The plane banked hard over water so blue it looked painted, then dropped toward a runway that appeared to end in the sea. Port Vila from the air is a collection of rust-colored rooftops tucked between hills so violently green they almost hurt to look at. My first thought was that the brochures, for once, had undersold it. My second thought, stepping off the plane into air that smelled of frangipani and ocean salt, was that I had no idea what Vanuatu actually was — and that this was going to work in my favor.

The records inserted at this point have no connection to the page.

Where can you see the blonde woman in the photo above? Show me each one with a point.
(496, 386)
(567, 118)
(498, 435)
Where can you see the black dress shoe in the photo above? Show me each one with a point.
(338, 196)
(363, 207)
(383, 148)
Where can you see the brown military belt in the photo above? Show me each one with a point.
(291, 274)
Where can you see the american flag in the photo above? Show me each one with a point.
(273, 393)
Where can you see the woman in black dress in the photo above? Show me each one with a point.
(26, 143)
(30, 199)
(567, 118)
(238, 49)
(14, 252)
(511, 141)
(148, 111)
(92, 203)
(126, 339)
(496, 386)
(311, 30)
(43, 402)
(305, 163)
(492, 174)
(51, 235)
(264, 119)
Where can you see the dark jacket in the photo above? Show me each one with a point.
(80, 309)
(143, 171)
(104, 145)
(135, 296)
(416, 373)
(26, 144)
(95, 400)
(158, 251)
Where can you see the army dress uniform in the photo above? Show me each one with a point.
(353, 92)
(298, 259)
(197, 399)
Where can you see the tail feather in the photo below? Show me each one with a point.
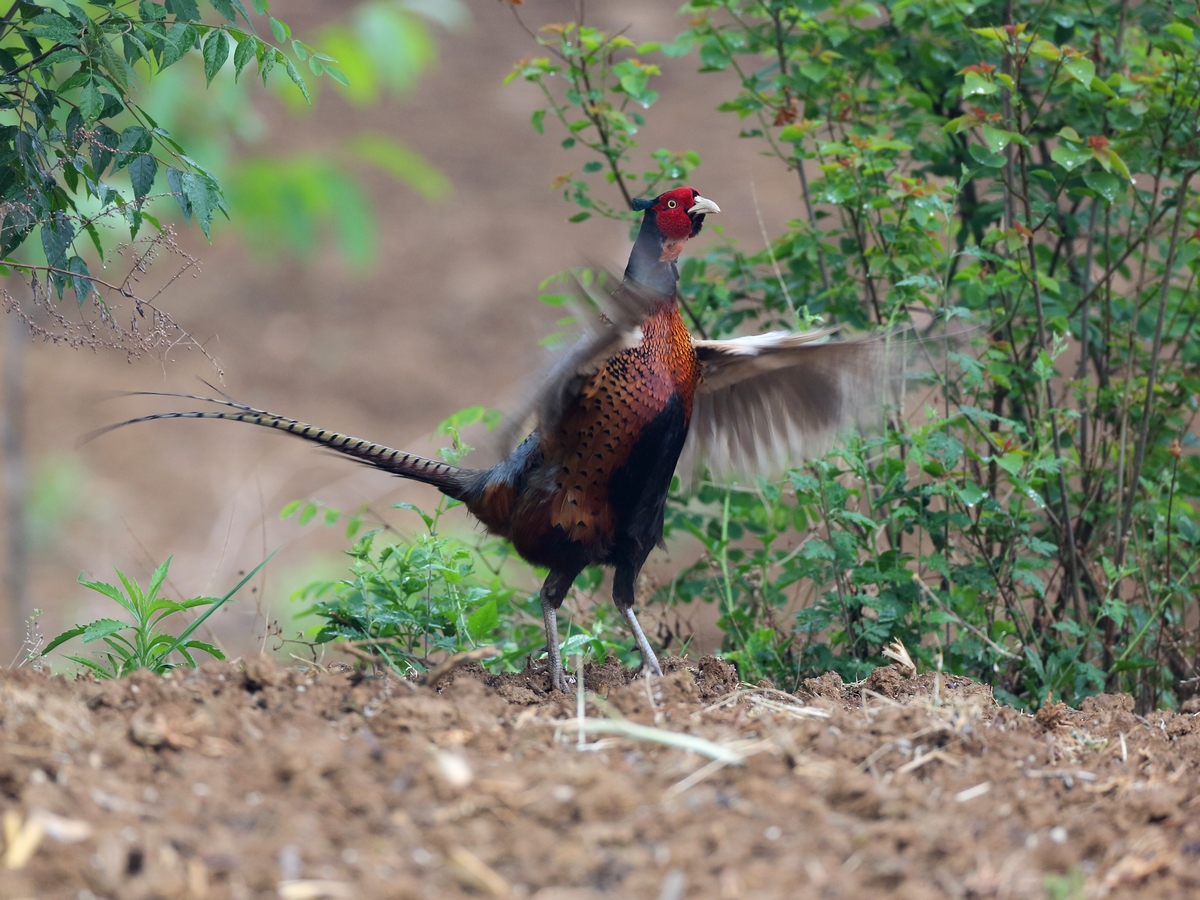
(451, 480)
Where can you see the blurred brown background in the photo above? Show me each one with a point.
(448, 317)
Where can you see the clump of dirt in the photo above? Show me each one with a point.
(258, 780)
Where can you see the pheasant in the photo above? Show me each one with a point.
(588, 485)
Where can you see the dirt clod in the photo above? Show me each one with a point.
(261, 780)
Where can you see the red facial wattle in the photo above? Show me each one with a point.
(671, 213)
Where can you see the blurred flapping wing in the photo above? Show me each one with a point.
(769, 401)
(611, 323)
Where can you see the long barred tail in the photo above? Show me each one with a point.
(451, 480)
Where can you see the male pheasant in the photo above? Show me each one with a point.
(588, 486)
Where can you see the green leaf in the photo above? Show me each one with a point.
(216, 52)
(1105, 184)
(337, 75)
(815, 71)
(993, 34)
(1180, 30)
(1045, 49)
(996, 138)
(226, 9)
(207, 647)
(64, 637)
(178, 41)
(1083, 70)
(81, 279)
(484, 621)
(101, 629)
(976, 83)
(294, 75)
(114, 65)
(1069, 157)
(185, 10)
(199, 619)
(244, 54)
(143, 169)
(91, 103)
(402, 163)
(412, 507)
(159, 577)
(57, 238)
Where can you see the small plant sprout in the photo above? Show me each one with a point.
(141, 642)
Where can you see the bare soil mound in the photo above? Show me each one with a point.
(253, 780)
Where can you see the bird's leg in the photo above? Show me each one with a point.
(553, 589)
(549, 615)
(648, 658)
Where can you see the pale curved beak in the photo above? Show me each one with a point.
(703, 205)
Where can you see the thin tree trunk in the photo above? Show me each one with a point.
(12, 437)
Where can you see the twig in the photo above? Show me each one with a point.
(965, 624)
(659, 736)
(460, 659)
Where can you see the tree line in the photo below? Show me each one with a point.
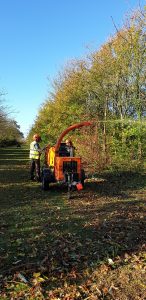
(107, 87)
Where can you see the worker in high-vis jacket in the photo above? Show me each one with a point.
(35, 153)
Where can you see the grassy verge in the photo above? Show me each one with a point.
(92, 247)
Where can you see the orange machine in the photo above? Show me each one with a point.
(60, 166)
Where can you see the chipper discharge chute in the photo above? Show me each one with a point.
(62, 168)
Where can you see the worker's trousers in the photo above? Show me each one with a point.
(35, 169)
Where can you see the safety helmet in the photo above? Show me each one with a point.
(68, 141)
(37, 137)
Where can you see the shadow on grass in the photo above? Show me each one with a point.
(43, 231)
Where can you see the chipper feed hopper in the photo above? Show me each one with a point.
(62, 168)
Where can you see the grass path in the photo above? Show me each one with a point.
(92, 247)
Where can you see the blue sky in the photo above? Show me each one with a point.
(38, 37)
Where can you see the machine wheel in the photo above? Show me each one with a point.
(45, 183)
(82, 177)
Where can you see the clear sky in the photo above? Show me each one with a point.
(37, 37)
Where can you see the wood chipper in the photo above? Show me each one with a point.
(60, 167)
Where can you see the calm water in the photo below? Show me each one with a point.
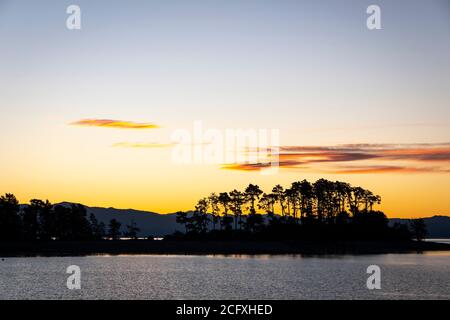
(404, 276)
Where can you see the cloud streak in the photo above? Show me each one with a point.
(142, 145)
(359, 158)
(117, 124)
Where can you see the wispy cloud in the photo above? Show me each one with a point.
(359, 158)
(118, 124)
(143, 145)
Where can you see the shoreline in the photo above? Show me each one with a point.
(166, 247)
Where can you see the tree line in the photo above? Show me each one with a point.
(320, 210)
(41, 220)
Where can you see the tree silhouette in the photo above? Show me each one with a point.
(114, 229)
(9, 218)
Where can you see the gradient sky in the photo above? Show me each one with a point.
(308, 68)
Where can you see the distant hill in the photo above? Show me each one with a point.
(150, 223)
(156, 224)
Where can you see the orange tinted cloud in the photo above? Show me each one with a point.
(362, 158)
(119, 124)
(141, 145)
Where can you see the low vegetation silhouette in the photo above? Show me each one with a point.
(323, 210)
(41, 220)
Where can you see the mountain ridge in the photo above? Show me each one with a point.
(156, 224)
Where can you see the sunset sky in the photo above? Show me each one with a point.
(87, 115)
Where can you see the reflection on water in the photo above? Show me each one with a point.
(403, 276)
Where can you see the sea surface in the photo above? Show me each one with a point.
(403, 276)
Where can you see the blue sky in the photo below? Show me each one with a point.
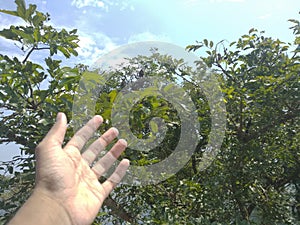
(105, 25)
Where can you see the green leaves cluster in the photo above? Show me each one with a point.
(36, 35)
(31, 95)
(254, 179)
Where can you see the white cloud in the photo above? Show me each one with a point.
(147, 36)
(266, 16)
(93, 46)
(84, 3)
(221, 1)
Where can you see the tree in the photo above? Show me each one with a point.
(253, 180)
(29, 107)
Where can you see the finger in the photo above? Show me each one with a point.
(85, 133)
(116, 177)
(56, 134)
(108, 160)
(100, 144)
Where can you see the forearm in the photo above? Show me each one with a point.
(40, 209)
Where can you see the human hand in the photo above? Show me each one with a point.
(65, 177)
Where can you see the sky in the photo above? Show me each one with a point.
(105, 25)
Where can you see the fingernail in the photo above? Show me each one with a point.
(59, 116)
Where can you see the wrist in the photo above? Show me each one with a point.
(41, 209)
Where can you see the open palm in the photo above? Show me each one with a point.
(67, 177)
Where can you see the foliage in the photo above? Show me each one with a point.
(31, 95)
(255, 178)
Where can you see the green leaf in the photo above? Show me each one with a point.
(9, 34)
(21, 8)
(13, 13)
(205, 41)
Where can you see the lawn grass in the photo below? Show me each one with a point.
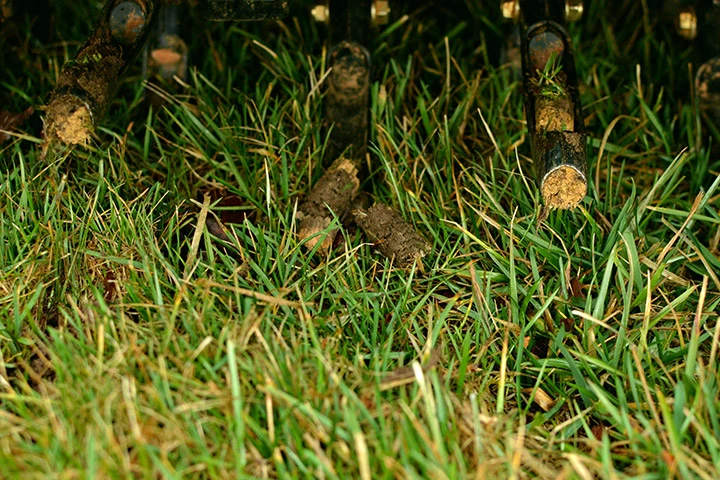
(564, 344)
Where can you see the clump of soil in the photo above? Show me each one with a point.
(393, 236)
(333, 194)
(564, 188)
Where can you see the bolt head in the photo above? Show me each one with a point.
(510, 9)
(687, 23)
(573, 10)
(380, 12)
(321, 13)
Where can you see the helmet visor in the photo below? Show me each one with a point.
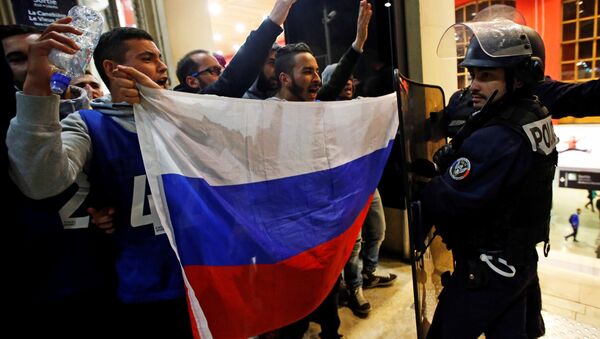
(498, 38)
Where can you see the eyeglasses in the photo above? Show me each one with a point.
(214, 70)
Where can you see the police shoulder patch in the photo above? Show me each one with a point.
(460, 169)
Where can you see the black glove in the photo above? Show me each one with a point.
(424, 168)
(444, 157)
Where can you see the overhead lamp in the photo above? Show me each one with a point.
(214, 8)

Most people who come to Vanuatu fly to Tanna, and most people who fly to Tanna come for Yasur. The volcano is one of the most accessible active volcanoes on earth — a forty-minute drive on a dirt road through villages of thatched huts and children waving from doorways, then a short hike up a slope of black ash to a rim where the earth is literally boiling beneath you. We arrived at dusk, the light going amber and then red over the Pacific, and stood at the edge while Yasur threw rocks into the sky and roared like something you had no word for. The ash fell on our shoulders. Nobody flinched. Around us, local guides chatted calmly in Bislama, the creole that knits together this country of eighty-three islands and over a hundred languages. I have seen a lot of volcanic activity in my life. Nothing prepared me for the casual enormity of Yasur.
But Tanna is more than the volcano. The John Frum cargo cult villages in the island’s interior are one of the stranger and more profound encounters I have had anywhere — communities who have built an entire theology around the expectation of American abundance, raising bamboo flag poles each Friday and marching in formation. It sounds absurd described from the outside. Inside the village, sitting with the elders at dusk as the drumming started, it felt like being let in on something very old and very human. The kastom villages near Yakel are different again — people living with minimal outside contact, traditional dress, traditional structures — and somehow the experience felt less like a zoo and more like a conversation, because the guides from the community have calibrated it that way.
The food in Vanuatu is not what you come for, but the laplap — a dense baked pudding of grated root vegetable wrapped in leaves and cooked underground — is genuinely good, especially the version made with coconut milk and fresh fish. Port Vila’s waterfront market at 6 a.m., when the fishing boats come in and the stalls sell still-warm bread rolls alongside piles of taro and island spinach, is worth setting an alarm for.
When to go: May through October is the dry season and the most comfortable time to visit — cooler temperatures, clear skies, calm seas. Avoid December through March, which is cyclone season; Vanuatu has been hit hard by major storms in recent years. July and August are peak, but Vanuatu is remote enough that “peak” remains a relative term.
What most guides get wrong: They position Vanuatu as a resort destination with a volcano day trip attached. It is almost the inverse. The real depth is in Tanna’s interior, in the kastom villages, in the slow pace of island transport between the smaller islands like Aneityum or Erromango where tourism is thin and the landscape is entirely for you. The resorts are fine. But flying to Vanuatu and spending your days at a beach bar in Port Vila is roughly equivalent to going to Japan and eating at the hotel restaurant.